#zzking

Yes it's not populated but it should be set. Note that specifying off_session = true when confirming PI meanings telling Stripe this is an off_session transaction

when you say "confirming", do you just mean "create a paymentIntent on Stripe" ?

I mean the step of Confirm a PaymentIntent. There are basically 2 steps: Creating PaymentIntent vs. Confirming PaymentIntent

Set off_session to true to indicate that the customer is not in your checkout flow during this payment attempt—this causes the PaymentIntent to throw an error if authentication is required.
ie. look at this example ruby code, you see off_session = true and confirm = true

  intent = Stripe::PaymentIntent.create({
    amount: 1099,
    currency: 'jpy',
    customer: '{{CUSTOMER_ID}}',
    payment_method: '{{PAYMENT_METHOD_ID}}',
    off_session: true,
    confirm: true,
  })

yes, I set confirm as true . Do you have any examples of how to "confirm" the paymentIntent from our side ?

OR do you mean by setting "off_session:true". and "confirm: true" I already finish the two steps that you were referring to ?

Yes I mean you already finish 2 steps above! Just a note!

cool, thank you. In the test that I made (setting off_session to true and confirm in the paymentIntent ) , I did receive a payment_intent.payment_failed event , which is expected since I was testing with a 3DS required card. But at the same time I see there are other ways to setup the off_session as well . For example I can also do "setup_future_usage: 'off_session' " as indicated here : https://stripe.com/docs/payments/payment-intents . But if I do it this way, then I don't receive a payment_intent.payment_failed anymore after I created the paymentIntent, instead I received a payment_intent.requires_action event.. So.. which way exactly should I use to indicate the paymentIntent is "off_session" ?

I think you mixed it up.

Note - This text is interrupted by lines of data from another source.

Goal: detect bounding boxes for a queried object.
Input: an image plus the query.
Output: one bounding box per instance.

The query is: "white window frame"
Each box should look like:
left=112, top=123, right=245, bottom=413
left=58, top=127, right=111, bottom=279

The ideal flow is

1. In your first request with Customer online, use setup_future_usage = off_session. This tells Stripe "Okie here is first time, I have the Customer online and ready to let them authenticate". We then move the PI to requires_action and give you instructions
2. Next time on your 2nd requests, you use confirm = true and off_session = true. This tells Stripe "Okie this is the 2nd time, I have this Customer already authenticated as I told you". Then we will try to proceed with it. Still the bank can still decide to request authentication and it could be failed

thanks for your answer. Actually our use case is : our customers would like to store their clients' card details and then charge them later either on a regular base or ad-hoc base. So ideally we would like to

1. Enforce a SCA when customer's client's enter their card details for the first time (WITHOUT any payment, though),
2. Afterwards our customer would be able to collect payments from their clients based on the saved card details.. and I'm aware SCA could still happen in this case, but with "off_session: true" it should be regarded as a merchant-initiated transaction, so hopefully SCA will only be triggered rarely.

I'm searching Stripe docs myself. And I found this :https://stripe.com/docs/payments/save-and-reuse (setup Intent). TBH I'm a bit confused which API should I use for my use case . SetupIntent ? PaymentIntent ? or either is fine ? From what you described to me, it seems PaymentIntent should be enough ?

Hey! Taking over for my colleague. Let me catch up.

The guide you shared is a very good start, and it looks like covering your use case.

You'll be using SetupIntent APIs first to collect the payment method

the you'll use the PaymentIntent API to charge the customer off session

Then your colleague's reply seems to suggest I can use paymentIntent API to collect the payment method. Is that so ?

1. In your first request with Customer online, use setup_future_usage = off_session. This tells Stripe "Okie here is first time, I have the Customer online and ready to let them authenticate". We then move the PI to requires_action and give you instructions

Yes my colleague suggest you to use just the PaymentIntent APIs, which is for saving payment method during a payment:
https://stripe.com/docs/payments/save-during-payment

It's up to you to use what is best for your use case. When using SetupIntent you don't charge the customer just collecting the PaymentMethod. While when using PaymentIntent following the second guide, you charge the customer and you save their payment method for future usage

I see, since we're not charging them when we collect payment details , probably I will start from SetupIntent. One thing to ask/confirm : is it true that as long as customer's clients authenticate the card when they enter the credit card details for the first time, then the chance that SCA would still happen afterwards should be rather low ? (I know it might still happen from time to time)

Yes but you need to expect that sometimes the bank issuer may request another authentication.

thanks. when you say "that sometimes the bank issuer may request another authentication." , do you just mean "although the chance of SCA happening is low after clients authenticate the card for the first time, SCA could still happen in the later payments " ?

yes

great, thanks for the help. I will dig further and most probably come back with more questions 🙂

Welcome!

Hey, taking over here. Let me know if there's any follow-up Qs I can answer!